Впрочем, старый джентльмен не обиделся — во всяком случае, он не подал виду.
— Да, разумеется, — произнес он рассеянно и добавил, как будто вспомнив что-то очень важное. — А ведь нынче и впрямь Рождество. И у нас есть настоящая елка.
— Надо ее зажечь, — спохватился Гай.
Когда все семьдесят две свечи были зажжены, жемчужные стены засверкали, переливаясь всеми цветами радуги, и круглая комната превратилась в зал волшебного дворца, какие бывают только в снах или в сказках.
— Уже много лет у моей девочки не было такой красивой елки, — сказал сэр Кристофер. — Не знаю, чем я могу вас отблагодарить.
— Вы показали нам свою жемчужную комнату, а это лучше любых благодарностей! — воскликнула Мейбл.
— Если хотите, я могу провести вас в черномраморный зал, — предложил сэр Кристофер.
— Еще как хотим! — воскликнули дети.
Они через прихожую прошли в левую башню замка.
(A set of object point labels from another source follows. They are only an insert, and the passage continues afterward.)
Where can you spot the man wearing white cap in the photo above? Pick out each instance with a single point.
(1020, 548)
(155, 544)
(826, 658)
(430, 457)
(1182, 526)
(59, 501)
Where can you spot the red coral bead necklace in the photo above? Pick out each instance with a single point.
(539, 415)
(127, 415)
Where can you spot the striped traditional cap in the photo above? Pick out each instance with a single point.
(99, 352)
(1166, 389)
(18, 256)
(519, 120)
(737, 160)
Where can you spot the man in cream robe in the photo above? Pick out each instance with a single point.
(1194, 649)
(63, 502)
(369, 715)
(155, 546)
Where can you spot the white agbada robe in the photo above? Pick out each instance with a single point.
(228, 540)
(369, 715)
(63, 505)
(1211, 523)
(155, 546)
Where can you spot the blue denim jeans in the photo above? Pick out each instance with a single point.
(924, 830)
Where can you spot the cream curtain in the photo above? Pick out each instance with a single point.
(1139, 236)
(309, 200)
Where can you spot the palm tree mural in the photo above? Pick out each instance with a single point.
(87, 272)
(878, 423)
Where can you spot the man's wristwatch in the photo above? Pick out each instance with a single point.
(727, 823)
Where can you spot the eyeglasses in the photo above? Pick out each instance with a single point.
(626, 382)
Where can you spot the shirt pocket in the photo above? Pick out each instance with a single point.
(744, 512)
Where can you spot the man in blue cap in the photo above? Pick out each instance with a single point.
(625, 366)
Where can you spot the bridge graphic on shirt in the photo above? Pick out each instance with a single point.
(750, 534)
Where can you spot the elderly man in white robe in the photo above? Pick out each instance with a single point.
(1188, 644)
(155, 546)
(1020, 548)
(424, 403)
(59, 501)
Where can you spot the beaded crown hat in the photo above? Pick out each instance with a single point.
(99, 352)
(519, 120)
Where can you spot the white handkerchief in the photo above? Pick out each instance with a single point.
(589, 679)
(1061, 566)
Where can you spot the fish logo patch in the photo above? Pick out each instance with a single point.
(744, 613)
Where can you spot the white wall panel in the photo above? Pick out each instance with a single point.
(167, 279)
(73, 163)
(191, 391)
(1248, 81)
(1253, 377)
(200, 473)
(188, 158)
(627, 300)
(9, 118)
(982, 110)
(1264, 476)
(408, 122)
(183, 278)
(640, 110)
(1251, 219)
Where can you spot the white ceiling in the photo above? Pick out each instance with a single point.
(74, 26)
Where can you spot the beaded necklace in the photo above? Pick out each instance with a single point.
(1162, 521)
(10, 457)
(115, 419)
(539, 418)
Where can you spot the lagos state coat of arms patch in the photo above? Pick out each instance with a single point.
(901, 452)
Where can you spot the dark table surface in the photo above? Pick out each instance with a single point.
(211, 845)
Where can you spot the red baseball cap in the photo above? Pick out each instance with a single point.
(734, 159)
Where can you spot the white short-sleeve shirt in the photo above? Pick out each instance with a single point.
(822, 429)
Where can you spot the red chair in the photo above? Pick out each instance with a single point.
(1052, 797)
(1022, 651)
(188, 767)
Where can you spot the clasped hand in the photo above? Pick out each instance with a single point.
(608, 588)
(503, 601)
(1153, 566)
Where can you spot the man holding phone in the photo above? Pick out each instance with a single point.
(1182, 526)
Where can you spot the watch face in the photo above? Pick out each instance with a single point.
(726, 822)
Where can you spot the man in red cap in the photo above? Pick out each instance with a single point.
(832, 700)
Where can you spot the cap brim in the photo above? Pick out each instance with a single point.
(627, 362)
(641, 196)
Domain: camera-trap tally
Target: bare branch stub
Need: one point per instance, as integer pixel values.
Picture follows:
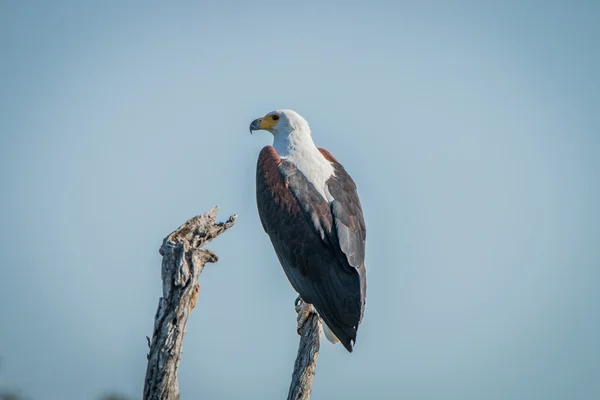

Хозяин зажег свет — стены этой комнаты были покрыты круглыми отполированными пластинками черного мрамора.
— Как красиво! — сказала Филлис.
— Та комната была веселее, — заметила Мейбл, — а эта какая-то серьезная, словно орган, который играет в церкви.
— Но это не мрамор, — удивленно сказал Гай, трогая пальцем стену. — Это… это тоже раковины, только повернутые наружной стороной!
Он не ошибся. Сотни и тысячи морских раковин покрывали поверхность стен, причем они были тщательно подобраны по размерам, так что чередование крупных и мелких раковин образовывало фигуры.
— Пойдемте, — позвал их с порога сэр Кристофер, — вы еще не видели красной комнаты.
Когда дети повернулись к двери, в поле их зрения неожиданно попала высокая, закрытая белой простыней фигура.
— Ай! — вскрикнули все трое и попятились. — Что это?
— Это моя маленькая девочка, — промолвил хозяин дома и грустно улыбнулся.
— Она что, играет в привидения? — спросил Гай. — Хочет нас напугать?
— Нет, она не играет в привидения и не хочет никого пугать. Это всего лишь ее статуя.